Renters in for a hell of a time in coming months and years

Feb 14th, 2018 | By | Category: Front Page Layout, Latest News, News

The Salvation Army report spells bad news for wages and rents.

There is “not a hope in Hades” of tenants affording recent rent rises, a Citizen’s Advice Bureau spokesperson says.

Meanwhile, the Salvation Army is warning of more homeless people in the next two years due to the plight of renters.

Citizen’s Advice Bureau Wellington city manager Audrey Fell-Smith says many tenants are facing landlords declining to renew leases, selling the properties, or dramatic rent rises.

“I suspect, come the end of this month when all the students are back, that we’re going to have people just sleeping on the streets, in people’s garages again, couch surfing.

“I actually dread to think how things are going to be in two weeks’ time.”

The Salvation Army’s annual State of the Nation report says there are slim-pickings in the housing market, unless you are a property investor.

Report author Alan Johnson says the immediate rental outlook is not good.

“It seems likely that rents will rise further and homelessness will increase at least over the next one to two years.”

Wages are also struggling to keep pace with rents.
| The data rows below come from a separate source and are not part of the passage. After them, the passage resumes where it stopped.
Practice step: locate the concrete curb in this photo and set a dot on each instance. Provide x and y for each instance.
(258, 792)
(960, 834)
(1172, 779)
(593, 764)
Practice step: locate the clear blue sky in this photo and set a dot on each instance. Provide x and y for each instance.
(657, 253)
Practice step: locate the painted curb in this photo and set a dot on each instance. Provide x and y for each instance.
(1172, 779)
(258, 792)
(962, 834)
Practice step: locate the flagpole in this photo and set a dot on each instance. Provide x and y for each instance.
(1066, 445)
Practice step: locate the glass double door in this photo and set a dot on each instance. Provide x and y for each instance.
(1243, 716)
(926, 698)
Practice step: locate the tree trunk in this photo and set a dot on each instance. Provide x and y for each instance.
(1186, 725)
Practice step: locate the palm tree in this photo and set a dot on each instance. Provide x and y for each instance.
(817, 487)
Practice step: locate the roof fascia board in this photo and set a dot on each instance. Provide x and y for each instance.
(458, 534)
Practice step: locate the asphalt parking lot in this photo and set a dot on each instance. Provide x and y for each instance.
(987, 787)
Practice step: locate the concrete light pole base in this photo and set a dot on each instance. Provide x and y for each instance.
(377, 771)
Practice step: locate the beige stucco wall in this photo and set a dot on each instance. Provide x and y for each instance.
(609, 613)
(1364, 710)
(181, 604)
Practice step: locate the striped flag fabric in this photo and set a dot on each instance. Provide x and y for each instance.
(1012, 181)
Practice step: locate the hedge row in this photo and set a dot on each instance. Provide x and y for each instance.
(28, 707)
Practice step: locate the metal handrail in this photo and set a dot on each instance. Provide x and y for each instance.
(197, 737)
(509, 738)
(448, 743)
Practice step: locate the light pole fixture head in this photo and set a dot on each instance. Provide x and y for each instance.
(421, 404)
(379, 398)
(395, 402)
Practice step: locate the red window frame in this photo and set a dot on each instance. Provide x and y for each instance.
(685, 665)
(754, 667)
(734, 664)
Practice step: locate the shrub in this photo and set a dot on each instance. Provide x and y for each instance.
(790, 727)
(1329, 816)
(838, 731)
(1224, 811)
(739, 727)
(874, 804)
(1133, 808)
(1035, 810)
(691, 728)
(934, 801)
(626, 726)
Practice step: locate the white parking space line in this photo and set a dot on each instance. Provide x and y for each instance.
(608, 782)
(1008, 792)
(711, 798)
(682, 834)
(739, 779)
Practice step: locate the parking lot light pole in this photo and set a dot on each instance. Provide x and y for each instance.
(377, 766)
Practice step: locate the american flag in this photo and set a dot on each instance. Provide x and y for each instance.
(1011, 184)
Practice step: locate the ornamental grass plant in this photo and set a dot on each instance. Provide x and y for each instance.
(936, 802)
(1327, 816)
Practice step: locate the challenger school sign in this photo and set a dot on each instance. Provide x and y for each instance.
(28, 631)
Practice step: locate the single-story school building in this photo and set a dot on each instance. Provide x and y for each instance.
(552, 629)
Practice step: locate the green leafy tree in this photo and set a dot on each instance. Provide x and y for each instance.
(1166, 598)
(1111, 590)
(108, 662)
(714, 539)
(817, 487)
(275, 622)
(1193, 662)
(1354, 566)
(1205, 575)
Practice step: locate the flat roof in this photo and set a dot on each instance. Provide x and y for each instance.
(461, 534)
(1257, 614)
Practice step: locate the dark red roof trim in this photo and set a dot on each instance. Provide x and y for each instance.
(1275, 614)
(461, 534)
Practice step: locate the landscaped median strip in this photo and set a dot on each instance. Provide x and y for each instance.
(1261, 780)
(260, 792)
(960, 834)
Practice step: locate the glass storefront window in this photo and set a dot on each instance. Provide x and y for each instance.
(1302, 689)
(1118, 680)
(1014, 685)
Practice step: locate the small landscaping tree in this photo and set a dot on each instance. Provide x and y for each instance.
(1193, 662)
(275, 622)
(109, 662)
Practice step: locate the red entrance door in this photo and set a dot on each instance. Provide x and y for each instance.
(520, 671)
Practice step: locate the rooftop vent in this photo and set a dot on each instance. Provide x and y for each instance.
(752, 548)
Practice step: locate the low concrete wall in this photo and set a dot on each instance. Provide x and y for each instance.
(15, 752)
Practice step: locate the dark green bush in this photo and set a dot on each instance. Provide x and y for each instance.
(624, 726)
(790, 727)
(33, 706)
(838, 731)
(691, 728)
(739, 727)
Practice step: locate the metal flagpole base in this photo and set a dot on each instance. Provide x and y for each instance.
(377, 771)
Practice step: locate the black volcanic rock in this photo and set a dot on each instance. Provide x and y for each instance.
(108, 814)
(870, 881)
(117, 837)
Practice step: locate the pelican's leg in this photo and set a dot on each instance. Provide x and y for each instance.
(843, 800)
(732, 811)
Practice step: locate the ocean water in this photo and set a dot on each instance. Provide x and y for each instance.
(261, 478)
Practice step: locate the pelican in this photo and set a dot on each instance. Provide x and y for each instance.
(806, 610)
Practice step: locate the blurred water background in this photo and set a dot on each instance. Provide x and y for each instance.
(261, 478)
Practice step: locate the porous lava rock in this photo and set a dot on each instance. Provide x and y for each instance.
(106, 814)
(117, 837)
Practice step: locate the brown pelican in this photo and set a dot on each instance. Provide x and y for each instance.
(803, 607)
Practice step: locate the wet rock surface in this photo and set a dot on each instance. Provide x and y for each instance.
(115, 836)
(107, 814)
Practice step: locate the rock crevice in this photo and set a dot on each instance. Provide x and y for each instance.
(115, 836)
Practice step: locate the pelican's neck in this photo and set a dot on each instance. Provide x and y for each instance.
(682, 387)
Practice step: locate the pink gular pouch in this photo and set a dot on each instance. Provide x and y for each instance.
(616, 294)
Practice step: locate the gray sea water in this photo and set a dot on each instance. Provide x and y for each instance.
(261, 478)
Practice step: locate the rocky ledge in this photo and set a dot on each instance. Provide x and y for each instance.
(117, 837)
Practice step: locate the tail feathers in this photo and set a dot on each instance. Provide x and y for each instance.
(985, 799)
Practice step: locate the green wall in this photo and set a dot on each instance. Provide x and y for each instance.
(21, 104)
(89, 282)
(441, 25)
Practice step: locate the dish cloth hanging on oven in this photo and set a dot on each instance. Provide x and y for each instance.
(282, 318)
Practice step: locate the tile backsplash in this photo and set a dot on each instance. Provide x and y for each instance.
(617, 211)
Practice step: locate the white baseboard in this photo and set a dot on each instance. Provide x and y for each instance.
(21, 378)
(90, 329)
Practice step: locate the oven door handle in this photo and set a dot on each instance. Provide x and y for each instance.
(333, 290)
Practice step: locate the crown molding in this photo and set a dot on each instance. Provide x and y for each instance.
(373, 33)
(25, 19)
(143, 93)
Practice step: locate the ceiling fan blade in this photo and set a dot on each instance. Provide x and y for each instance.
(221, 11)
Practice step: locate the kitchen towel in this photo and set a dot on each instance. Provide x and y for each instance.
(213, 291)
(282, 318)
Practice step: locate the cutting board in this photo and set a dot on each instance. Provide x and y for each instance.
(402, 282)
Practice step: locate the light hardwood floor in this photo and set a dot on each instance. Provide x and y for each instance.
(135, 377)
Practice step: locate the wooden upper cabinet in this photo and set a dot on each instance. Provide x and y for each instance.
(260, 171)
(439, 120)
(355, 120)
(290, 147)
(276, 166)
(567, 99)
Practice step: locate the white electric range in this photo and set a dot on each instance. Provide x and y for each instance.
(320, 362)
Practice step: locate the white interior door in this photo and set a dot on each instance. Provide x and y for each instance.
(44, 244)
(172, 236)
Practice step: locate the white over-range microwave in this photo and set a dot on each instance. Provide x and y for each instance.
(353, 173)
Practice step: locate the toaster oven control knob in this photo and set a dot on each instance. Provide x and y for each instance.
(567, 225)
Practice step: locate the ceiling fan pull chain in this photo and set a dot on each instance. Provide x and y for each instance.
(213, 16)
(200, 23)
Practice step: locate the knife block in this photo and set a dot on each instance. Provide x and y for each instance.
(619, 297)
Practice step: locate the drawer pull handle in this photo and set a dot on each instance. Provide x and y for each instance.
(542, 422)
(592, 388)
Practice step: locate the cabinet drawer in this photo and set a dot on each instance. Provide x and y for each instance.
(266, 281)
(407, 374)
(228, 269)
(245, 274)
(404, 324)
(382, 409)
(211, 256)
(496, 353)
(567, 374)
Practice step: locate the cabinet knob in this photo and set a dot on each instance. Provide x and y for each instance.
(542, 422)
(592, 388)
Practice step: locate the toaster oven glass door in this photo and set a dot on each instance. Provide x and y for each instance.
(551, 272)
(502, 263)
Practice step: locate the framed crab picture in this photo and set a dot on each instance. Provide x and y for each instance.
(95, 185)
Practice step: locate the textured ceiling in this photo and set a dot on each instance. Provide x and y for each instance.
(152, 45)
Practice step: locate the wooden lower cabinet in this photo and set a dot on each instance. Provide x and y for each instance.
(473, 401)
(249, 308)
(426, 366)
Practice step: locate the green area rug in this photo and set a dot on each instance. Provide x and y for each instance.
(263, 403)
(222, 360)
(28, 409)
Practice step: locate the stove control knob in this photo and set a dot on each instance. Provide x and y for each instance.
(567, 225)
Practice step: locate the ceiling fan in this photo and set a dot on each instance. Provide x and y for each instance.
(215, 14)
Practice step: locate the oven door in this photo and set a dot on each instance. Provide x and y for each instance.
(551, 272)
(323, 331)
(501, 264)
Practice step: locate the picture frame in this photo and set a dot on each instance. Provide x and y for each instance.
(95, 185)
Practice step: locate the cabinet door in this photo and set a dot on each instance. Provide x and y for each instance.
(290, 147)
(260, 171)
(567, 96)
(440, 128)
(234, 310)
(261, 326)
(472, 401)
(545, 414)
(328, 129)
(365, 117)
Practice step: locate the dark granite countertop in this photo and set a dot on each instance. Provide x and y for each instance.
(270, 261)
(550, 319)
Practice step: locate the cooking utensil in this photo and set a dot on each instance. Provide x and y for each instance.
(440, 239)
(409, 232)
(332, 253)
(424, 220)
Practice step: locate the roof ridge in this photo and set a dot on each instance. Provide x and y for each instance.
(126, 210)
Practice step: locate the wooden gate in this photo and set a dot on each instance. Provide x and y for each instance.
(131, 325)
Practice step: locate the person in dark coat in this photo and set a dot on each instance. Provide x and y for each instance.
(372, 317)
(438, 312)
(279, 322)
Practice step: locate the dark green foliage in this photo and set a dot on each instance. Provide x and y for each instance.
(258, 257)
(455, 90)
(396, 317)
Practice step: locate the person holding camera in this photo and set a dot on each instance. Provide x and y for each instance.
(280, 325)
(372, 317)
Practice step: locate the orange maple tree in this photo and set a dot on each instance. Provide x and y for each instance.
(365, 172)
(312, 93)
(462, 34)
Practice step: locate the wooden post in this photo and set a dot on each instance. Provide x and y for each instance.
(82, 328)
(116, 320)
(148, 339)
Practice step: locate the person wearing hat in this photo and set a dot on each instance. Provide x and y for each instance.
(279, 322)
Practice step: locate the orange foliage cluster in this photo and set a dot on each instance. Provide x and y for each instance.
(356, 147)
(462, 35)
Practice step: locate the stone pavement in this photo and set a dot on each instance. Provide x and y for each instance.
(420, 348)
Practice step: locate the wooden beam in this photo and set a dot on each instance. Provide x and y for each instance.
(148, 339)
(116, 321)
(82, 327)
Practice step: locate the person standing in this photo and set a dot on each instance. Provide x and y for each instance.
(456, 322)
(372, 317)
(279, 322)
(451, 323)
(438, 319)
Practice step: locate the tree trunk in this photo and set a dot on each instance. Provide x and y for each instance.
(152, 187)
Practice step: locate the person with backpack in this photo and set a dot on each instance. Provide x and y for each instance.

New Zealanders had to work 13 hours at the average hourly wage to pay the average rent during 2017.

This was steady from 2016, and contrasts with a 2015 figure of 12.4 hours and 11.9 from 2012.

Rents across New Zealand have risen by 15% to 20% between 2013 and 2017.

Meanwhile, average weekly incomes rose by just 10%, in nominal terms, the report says.

New Zealand’s economy grew by around 2.7% as of September 2017, but wage growth is missing out.

The average weekly wage reached $1012 in December 2017, just 1% higher than a year before, when adjusted for inflation.

The report reflects the issues many people are having with wages and rents.

One renter spoken to by NewsWire has found it difficult moving flats during this high demand period.

“I think it’s been really bad luck that we’ve had to all relocate at a peak time,” says the man, who declined to be named.

He says someone he knew was asked on a tenancy application form to show how much extra in rent they were willing to pay.

“I’m not sure if this is legal but I definitely think someone should look into common people being exploited like that.”

A spokesperson for Wellington Central MP Grant Robertson says over 100 people have been in touch about rental difficulties over the last few months.